So here I am. On my new island (please feel obligated to watch Braveheart if you don't get that reference :-D). I made it safely to campus only to realize that I arrived together with what seems like several thousand Chinese and Indian exchange students.
Seriously, if you walk past the Student Activities Center, which houses a huge dining room with a big window front coming from the West, you might think you were in India. If you approach from the East, you probably would assume you just reached mainland China.

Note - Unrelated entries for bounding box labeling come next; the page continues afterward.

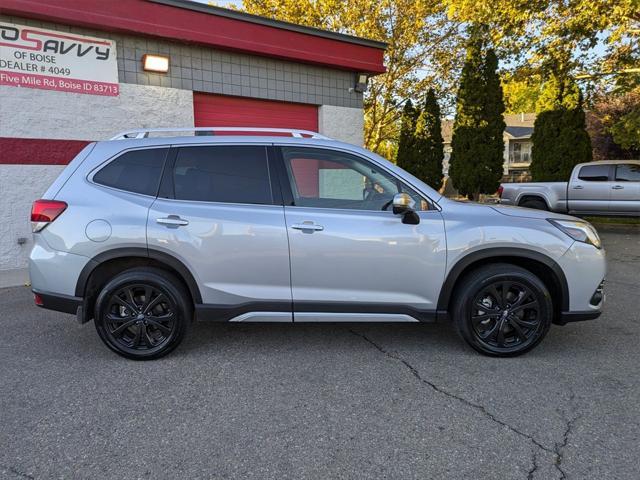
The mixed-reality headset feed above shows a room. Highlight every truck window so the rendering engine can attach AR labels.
[578,165,610,182]
[616,163,640,182]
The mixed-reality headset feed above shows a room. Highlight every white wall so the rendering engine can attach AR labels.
[318,105,364,147]
[0,84,194,287]
[0,83,193,140]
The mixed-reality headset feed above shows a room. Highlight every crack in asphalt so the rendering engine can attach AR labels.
[527,450,538,480]
[349,329,580,480]
[553,391,582,480]
[0,464,36,480]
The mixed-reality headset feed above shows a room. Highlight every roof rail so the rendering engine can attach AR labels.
[110,127,330,140]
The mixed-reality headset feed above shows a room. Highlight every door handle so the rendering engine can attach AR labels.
[156,215,189,227]
[291,221,324,232]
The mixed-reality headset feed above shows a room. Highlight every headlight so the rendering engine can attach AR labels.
[547,218,602,248]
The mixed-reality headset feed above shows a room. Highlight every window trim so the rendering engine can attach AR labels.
[613,162,640,183]
[158,142,282,207]
[274,144,442,214]
[576,163,615,183]
[85,145,171,198]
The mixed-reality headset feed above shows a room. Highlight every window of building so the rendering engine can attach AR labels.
[509,141,532,163]
[93,148,169,196]
[173,146,273,204]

At least I know I am instinctively navigating the Adiminstration in the right sequence because I have happened upon rush hour several times. A lot of them have come with friends, or made friends very quickly because they always travel in packs (that and the fact that they are usually clutching their passport is how you tell them apart from "normal" Asian-Americans) and, for example, when I went to get my student ID there was about 20 Chinese getting theirs. This had an unwanted affect on my ID picture. Thanks to my mother I am in possession of some passport pictures that actually look like me (if you have had the priviledge to view my driver's license or passport lately you will realize that yes, there was a time when Shannon had long hair or even better yet, my train pass which features me not realizing a picture being taken and giving a classic "huh?!" expression).
BUT, because there was so much going on the ID-printer person was sitting there with his eyes glued to the screen giving instructions: "Have you passport ready", waving one hand in the air (you kind of had to time it correctly to hand you ID to him), " have a seat", waving the other hand towards a chair all this time his eyes did not leave his screen "look directly into the camera and smile if you feel like it" (really, he said that, apparently smiling is optional) and "Hold" - then the camera clicked.
UNFORTUNATELY, at this moment there was some prett funny stuff going on outside with the other ID-person (a real life New Yorker in her fifities) trying to handle all these foreign student who could only understand half of what she was saying (to their credit, I'm sure their English teacher didn't have a New York accent - to her credit, some of those Chinese names are difficult to pronounce, i.e. you never really know if you pronounce them the way they're spelled) resulting in general confusion which I found quite amusing. That added to the "smile if you feel like it" comment resulted in another picture to be put in the category "Shannon's odd ID pictures" featuring a half-amused, half "I'm not sure if I feel like smiling" with sort of raised eybrows and not sitting quite straight expression. Plus, I wasn't sitting all the way straight and the camera was zoomed out quite a bit so it almost looks like I was sliding off the chair while the picture was being taken.
So much for planning ahead.
This also reminds me of the story of how we took a "Mystery Drive to China" when I was a kid... a popular story, which shall possibly be recounted at another time.